The Hydrosphere Flashcards
What is the hydrosphere?
The Earth’s outer layer of water (solid, liquid, and gas forms).
What is a catchment area?
It is an area where all lakes and rivers flow into the same larger body of water. Catches all rain water in this area.
What is a watershed?
It is where water flows downwards (from slopes or higher grounds) into the basin.
Name some human disturbances on watersheds.
Hydroelectric power plants, contaminants upstream…
What factors influence the temperature of water?
The seasons, the latitude and the depth.
Where are the oceans less salty?
At the poles because the frseh water caps melt into these oceans.
How do the oceans become salty?
The erosion of the lithosphere (minerals dissolving and running off into the water).

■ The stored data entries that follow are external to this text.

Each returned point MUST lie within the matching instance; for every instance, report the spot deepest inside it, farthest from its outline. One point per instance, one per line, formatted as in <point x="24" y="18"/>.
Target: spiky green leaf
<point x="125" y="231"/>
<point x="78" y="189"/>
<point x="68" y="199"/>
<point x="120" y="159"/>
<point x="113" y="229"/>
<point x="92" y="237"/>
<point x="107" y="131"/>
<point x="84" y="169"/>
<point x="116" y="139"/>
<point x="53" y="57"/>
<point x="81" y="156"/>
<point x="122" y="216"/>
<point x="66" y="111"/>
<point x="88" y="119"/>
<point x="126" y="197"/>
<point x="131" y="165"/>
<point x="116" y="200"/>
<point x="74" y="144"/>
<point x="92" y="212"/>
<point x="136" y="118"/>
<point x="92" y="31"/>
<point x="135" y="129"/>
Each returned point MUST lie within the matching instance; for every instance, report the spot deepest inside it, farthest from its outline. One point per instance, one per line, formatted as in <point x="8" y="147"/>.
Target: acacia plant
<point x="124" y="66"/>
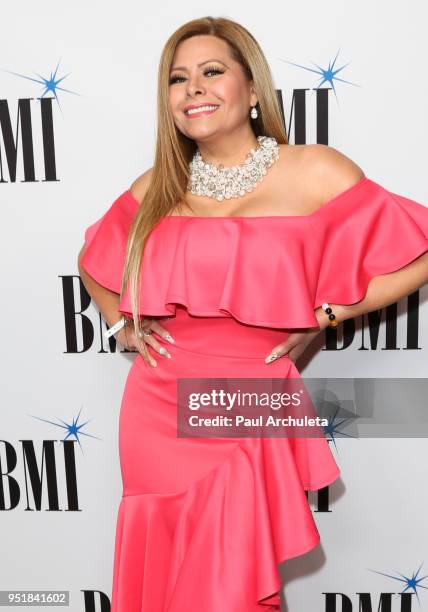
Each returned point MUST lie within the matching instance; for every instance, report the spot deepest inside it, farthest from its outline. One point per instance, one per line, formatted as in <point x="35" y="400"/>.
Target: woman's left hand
<point x="297" y="342"/>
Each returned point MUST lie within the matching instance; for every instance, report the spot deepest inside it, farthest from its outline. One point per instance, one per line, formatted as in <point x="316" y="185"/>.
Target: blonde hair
<point x="174" y="151"/>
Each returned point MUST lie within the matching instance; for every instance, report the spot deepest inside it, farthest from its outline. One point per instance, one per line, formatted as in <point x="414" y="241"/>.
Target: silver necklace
<point x="223" y="183"/>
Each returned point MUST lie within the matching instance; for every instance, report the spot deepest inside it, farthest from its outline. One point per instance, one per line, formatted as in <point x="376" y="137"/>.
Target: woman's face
<point x="203" y="73"/>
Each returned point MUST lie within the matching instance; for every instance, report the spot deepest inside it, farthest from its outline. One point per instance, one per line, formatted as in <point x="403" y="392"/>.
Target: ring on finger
<point x="144" y="333"/>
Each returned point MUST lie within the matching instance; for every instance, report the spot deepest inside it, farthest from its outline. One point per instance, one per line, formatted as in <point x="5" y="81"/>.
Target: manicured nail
<point x="271" y="357"/>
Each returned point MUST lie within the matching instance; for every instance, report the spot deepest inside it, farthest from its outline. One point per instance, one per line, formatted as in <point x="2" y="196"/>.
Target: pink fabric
<point x="270" y="271"/>
<point x="203" y="523"/>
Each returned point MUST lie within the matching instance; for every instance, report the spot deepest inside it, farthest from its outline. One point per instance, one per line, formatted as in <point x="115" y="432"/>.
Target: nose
<point x="194" y="86"/>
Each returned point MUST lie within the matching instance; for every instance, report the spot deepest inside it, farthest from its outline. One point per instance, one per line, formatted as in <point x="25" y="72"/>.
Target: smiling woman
<point x="304" y="240"/>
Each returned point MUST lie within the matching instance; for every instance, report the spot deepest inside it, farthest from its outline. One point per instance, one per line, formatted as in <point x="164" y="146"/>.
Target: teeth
<point x="199" y="109"/>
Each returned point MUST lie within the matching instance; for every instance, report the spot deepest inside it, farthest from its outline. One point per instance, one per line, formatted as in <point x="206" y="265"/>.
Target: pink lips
<point x="198" y="114"/>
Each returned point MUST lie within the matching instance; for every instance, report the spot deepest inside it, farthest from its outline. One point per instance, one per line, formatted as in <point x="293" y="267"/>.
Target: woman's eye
<point x="175" y="79"/>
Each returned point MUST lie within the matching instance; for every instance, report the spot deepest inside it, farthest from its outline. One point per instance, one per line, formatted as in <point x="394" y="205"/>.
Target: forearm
<point x="384" y="290"/>
<point x="106" y="301"/>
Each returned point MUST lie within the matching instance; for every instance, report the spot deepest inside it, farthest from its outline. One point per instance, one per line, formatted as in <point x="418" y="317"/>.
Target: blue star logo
<point x="327" y="75"/>
<point x="412" y="582"/>
<point x="332" y="429"/>
<point x="50" y="84"/>
<point x="72" y="429"/>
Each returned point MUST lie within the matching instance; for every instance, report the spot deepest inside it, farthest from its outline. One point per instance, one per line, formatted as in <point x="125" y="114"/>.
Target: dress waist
<point x="222" y="336"/>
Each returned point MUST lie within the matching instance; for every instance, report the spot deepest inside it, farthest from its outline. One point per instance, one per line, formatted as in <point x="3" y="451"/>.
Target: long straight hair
<point x="174" y="151"/>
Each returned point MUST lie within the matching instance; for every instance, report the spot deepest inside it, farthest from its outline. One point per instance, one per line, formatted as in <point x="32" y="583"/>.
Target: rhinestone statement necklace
<point x="224" y="183"/>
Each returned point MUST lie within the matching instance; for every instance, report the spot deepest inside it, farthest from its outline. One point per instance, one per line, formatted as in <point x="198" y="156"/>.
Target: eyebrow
<point x="201" y="64"/>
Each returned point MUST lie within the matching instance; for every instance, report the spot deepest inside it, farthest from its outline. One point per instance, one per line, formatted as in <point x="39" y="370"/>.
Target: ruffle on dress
<point x="269" y="271"/>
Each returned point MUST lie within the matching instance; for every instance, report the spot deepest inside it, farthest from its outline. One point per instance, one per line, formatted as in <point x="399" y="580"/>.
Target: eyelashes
<point x="175" y="79"/>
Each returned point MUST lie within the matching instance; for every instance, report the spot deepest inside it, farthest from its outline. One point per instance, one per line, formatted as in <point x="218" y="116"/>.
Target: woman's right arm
<point x="106" y="301"/>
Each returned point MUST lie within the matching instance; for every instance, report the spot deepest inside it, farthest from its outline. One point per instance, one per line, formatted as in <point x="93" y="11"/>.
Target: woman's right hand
<point x="127" y="338"/>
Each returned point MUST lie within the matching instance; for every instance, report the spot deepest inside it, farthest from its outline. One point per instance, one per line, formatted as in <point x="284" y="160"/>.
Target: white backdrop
<point x="103" y="135"/>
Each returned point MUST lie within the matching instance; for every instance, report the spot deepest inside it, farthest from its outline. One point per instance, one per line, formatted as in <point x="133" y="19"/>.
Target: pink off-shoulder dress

How are surface currents generated?
They are generated by the wind.
Explain surface surface currents.
It is the horizontal movement of the top 400m of ocean water.
What influences deep currents?
The temperature and salinity of the water.
Explain deep currents.
It is the vertical movement of the water caused by the changing density of water. For example, cold or very salty water is very dense and thus sinks, creating a current as it goes down. These movements happen 800m below the surface.
What is thermohaline?
It is the combination of surface currents and deep water currents, resulting in ocean circulation thus regulating the temperature and salinity of the oceans. It mixes water worldwide thus regulating the climate and overall temperature.
What is the cryoshpere?
It is the layer of ice on Earth.
What is an ice floe?
It is ice that floats in the ocean, formed by the freezing of cold water, and which breaks off into sheets.
What is a glacier?
They are made out of compressed snow on land. When they fall into the ocean, they are called icebergs.
How does melting ice affect the ocean and the planet?
It disturbs thermohaline currents, increases the sea level and accelerates climate change globally.
What is hydraulic energy?
It is energy that is created from the natural movement of water (dams, turbines).
What is tidal energy?
It is energy created by the movement of the tides (turbines).
How are tides created?
Gravitational pull and inertia work in opposition, which creates tidal bulges on opposite sides of the planet. The ocean facing the moon is pulled by the moon’s gravity while on the opposite side of the planet, inertia creates another bulge.